Let’s not forget there is rampant inflation, the prospect of a recession on the horizon, and the free money days may be on the decline in DC.

As for Sacramento, they’re riding high but little is trickling down to city’s Manteca’s size when it comes to homeless funding

And when we return to the bust side of California’s boom-bust taxing based on capital gain taxes even that trickle will evaporate,

The best case scenario going forward is Manteca’s general fund is out $663,862 a year.

The next move the Mantecans4Change should make is asking  what $660,000 to $1 million will do to the city’s $68.5 million general fund in terms of opportunity cost.

That is roughly $1 out of every $70 being spent on day-to-day services going to homeless services.
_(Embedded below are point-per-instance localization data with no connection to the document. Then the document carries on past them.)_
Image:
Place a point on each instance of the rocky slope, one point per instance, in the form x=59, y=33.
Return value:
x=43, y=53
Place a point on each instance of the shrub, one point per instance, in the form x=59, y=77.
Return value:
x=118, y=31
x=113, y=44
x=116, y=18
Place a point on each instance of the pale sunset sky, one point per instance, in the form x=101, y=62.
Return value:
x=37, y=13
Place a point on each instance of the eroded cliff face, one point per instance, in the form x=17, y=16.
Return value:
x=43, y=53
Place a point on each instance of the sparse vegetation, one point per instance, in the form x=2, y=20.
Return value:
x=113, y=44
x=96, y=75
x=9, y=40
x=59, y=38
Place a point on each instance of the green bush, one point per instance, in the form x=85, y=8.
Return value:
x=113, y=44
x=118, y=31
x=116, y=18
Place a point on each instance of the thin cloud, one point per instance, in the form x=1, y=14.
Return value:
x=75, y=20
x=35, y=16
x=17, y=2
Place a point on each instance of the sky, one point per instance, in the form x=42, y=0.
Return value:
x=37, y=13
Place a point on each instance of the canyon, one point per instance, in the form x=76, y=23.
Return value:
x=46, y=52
To put into into something more specific, $1 million a year comes close to covering the salaries, benefits, retirement, and workmen’s compensation for four entry level police officers.

Or it could overlay a significant of streets in Manteca.

To counter such a strategy, elected officials need to step up their game.

They need to exploit the opposition’s weakness as well.

First of all, they need to commit  — and not simply saying “perhaps” at a mid-year budget review — to actually hire three more police officers with Measure M funds as soon as possible.

One of the rationales can be the extra manpower can help somewhat to pressure the homeless to utilize beds now available at the emergency shelter to cut further into illegal encampments just as the city has led people to believe they would do with a resource center.

The 9th District Court of Appeals didn’t differentiate between a big tent or brick and mortar shelter.
In doing so, they can then throw down the gauntlet: What proposal do the Mantecans4Change have to legally address homeless issues where it just doesn’t revert to an expensive legal game of whack-a-mole?

Yes, things are better than they were two years ago in any aspects.

But Mantecans4Change would be right to feed on the distrust people might harbor of whether the City of Manteca will actually follow through with a stepped up game to get the homeless off the streets  and if they don’t go to a resource center to throw the full force of the law at them.

The real question Mantecans4Change should ask if they take three minutes at podium under citizens comments at tonight’s City Council meeting is pretty basic.

Now that the city expects $500,000 more in undistributed general fund reserves in next year’s budget starting July 1, why isn’t the council hiring two more police officers now instead of later with the expressed purpose of addressing homeless related crimes among other issues?